Investigation of vascular endothelial growth factor effects on pulmonary endothelial monolayer permeability and neutrophil transmigration.

Department of Pharmacology, Conway Institute of Biomolecular and Biomedical Research, University College Dublin, Belfield, Dublin 4, Ireland.
General Pharmacology 10/2000; 35(3):149-57. DOI: 10.1016/S0306-3623(01)00102-1
Source: PubMed

ABSTRACT This study sought to determine whether vascular endothelial growth factor (VEGF)-induced permeabilisation of pulmonary endothelium to macromolecules could be related to a permissive role for neutrophil-derived VEGF in neutrophil transmigration. Treatment of human pulmonary artery endothelial cell (HPAEC) monolayers with 1, 10 or 100 ng/ml VEGF for 15 min or 1, 10 ng/ml for 90 min significantly increased endothelial permeability to trypan blue-labelled albumin (TB-BSA).

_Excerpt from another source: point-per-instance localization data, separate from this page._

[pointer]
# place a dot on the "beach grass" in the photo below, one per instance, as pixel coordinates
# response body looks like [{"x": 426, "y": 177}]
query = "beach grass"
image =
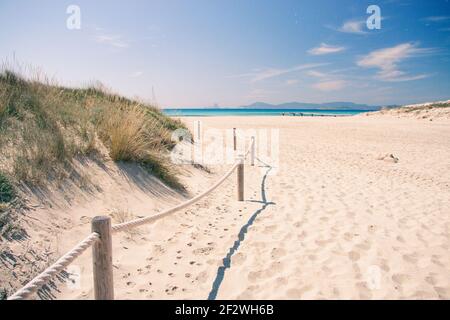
[{"x": 45, "y": 126}]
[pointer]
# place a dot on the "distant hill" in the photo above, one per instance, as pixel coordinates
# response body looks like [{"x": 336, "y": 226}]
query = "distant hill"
[{"x": 304, "y": 105}]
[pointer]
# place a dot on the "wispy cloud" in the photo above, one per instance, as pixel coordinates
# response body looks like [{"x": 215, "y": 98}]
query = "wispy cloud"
[
  {"x": 436, "y": 18},
  {"x": 111, "y": 40},
  {"x": 316, "y": 74},
  {"x": 268, "y": 73},
  {"x": 353, "y": 26},
  {"x": 291, "y": 82},
  {"x": 331, "y": 85},
  {"x": 387, "y": 60},
  {"x": 325, "y": 49},
  {"x": 136, "y": 74}
]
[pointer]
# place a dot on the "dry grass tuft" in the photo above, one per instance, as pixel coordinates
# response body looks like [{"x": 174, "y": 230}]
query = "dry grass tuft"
[{"x": 43, "y": 127}]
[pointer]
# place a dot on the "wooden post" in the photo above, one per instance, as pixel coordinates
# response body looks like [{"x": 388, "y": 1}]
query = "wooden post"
[
  {"x": 253, "y": 152},
  {"x": 240, "y": 178},
  {"x": 199, "y": 133},
  {"x": 102, "y": 259}
]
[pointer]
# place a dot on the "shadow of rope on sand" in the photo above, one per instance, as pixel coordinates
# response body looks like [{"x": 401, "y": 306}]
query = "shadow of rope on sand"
[{"x": 241, "y": 236}]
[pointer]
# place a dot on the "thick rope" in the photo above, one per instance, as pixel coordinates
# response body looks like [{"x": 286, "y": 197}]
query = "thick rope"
[
  {"x": 141, "y": 221},
  {"x": 35, "y": 284}
]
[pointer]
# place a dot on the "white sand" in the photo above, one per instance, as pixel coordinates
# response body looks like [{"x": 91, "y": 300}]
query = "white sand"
[{"x": 341, "y": 224}]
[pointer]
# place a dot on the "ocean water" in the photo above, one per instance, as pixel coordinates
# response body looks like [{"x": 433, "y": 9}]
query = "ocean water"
[{"x": 257, "y": 112}]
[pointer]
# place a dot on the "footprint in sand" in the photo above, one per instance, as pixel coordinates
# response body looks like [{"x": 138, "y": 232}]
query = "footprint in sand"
[
  {"x": 238, "y": 259},
  {"x": 399, "y": 278},
  {"x": 295, "y": 293},
  {"x": 203, "y": 251},
  {"x": 202, "y": 277},
  {"x": 277, "y": 253},
  {"x": 354, "y": 256}
]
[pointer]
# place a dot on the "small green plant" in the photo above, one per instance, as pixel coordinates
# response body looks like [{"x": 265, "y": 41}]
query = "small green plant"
[{"x": 6, "y": 189}]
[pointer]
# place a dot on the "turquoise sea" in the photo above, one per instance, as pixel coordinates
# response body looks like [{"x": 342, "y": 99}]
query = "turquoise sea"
[{"x": 257, "y": 112}]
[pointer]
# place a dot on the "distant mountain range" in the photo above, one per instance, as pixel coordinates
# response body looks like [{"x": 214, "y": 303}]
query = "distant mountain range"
[{"x": 305, "y": 105}]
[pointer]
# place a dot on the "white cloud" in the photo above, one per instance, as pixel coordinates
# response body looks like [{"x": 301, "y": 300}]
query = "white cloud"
[
  {"x": 291, "y": 82},
  {"x": 317, "y": 74},
  {"x": 269, "y": 73},
  {"x": 331, "y": 85},
  {"x": 437, "y": 18},
  {"x": 136, "y": 74},
  {"x": 387, "y": 60},
  {"x": 353, "y": 26},
  {"x": 112, "y": 40},
  {"x": 325, "y": 49}
]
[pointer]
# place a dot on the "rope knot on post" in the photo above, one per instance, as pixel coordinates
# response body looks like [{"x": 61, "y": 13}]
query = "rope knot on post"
[
  {"x": 102, "y": 259},
  {"x": 240, "y": 177}
]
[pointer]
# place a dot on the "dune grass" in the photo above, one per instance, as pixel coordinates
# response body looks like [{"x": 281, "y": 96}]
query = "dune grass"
[{"x": 44, "y": 126}]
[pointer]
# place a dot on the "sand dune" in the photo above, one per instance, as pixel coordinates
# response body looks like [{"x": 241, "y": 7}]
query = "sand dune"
[{"x": 337, "y": 218}]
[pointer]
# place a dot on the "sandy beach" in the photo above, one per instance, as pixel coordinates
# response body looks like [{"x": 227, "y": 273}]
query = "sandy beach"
[{"x": 340, "y": 218}]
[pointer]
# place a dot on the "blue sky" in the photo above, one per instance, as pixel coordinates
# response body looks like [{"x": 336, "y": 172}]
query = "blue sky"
[{"x": 235, "y": 52}]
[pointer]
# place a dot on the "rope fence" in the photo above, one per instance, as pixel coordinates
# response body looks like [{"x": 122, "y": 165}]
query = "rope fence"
[{"x": 101, "y": 238}]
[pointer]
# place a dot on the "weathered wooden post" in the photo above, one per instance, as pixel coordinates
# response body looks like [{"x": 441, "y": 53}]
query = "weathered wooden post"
[
  {"x": 253, "y": 152},
  {"x": 199, "y": 131},
  {"x": 240, "y": 178},
  {"x": 102, "y": 259}
]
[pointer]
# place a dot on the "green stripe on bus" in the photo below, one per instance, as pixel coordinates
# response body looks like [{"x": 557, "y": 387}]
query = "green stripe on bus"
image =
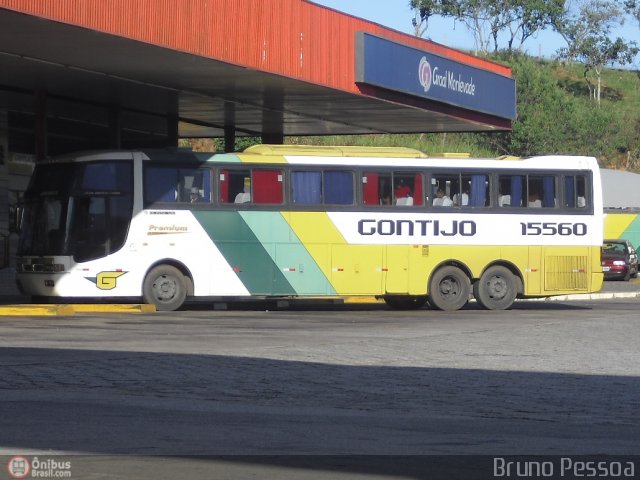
[
  {"x": 632, "y": 232},
  {"x": 245, "y": 253},
  {"x": 288, "y": 253}
]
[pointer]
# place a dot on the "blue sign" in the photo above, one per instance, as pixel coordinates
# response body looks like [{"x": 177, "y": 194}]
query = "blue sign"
[{"x": 400, "y": 68}]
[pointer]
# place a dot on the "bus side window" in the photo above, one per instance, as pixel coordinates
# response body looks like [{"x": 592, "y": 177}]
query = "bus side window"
[
  {"x": 541, "y": 191},
  {"x": 475, "y": 189},
  {"x": 267, "y": 187},
  {"x": 510, "y": 190},
  {"x": 575, "y": 191},
  {"x": 338, "y": 187},
  {"x": 232, "y": 183},
  {"x": 160, "y": 185},
  {"x": 407, "y": 188}
]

These increases were correlated with changes in the cellular distribution of F-actin, as visualised by rhodamine-phalloidin staining: increased stress fibre formation, cellular elongation and formation of intercellular gaps after 15 min; at 90 min, there was also evidence of microspike formation and extension of spindle processes from the cell surface. Treatment of human neutrophil suspensions with 200 nM phorbol myristyl acetate (PMA), n-formyl-methionyl leucylphenylalanine (fMLP, 10 nM), interleukin-8 (IL-8, 10 nM) (but not with leukotriene B(4) (LTB(4)) 100 nM), for 30 min caused significant extracellular release of neutrophil VEGF stores. A permissive role for neutrophil-derived VEGF in facilitating migration across HPAEC monolayers was assessed in experiments using a functional blocking antihuman VEGF antibody. In the presence of this antibody (10 microg/ml), neutrophil migration in response to fMLP (10 nM), IL-8 (10 nM) or LTB(4) (100 nM) was not significantly different to that in the absence of antibody. We conclude that neutrophil-derived VEGF does not play a functional role in facilitating neutrophil migration across pulmonary vascular endothelium, despite its ability to induce cytoskeletal changes and enhance endothelial macromolecular permeability.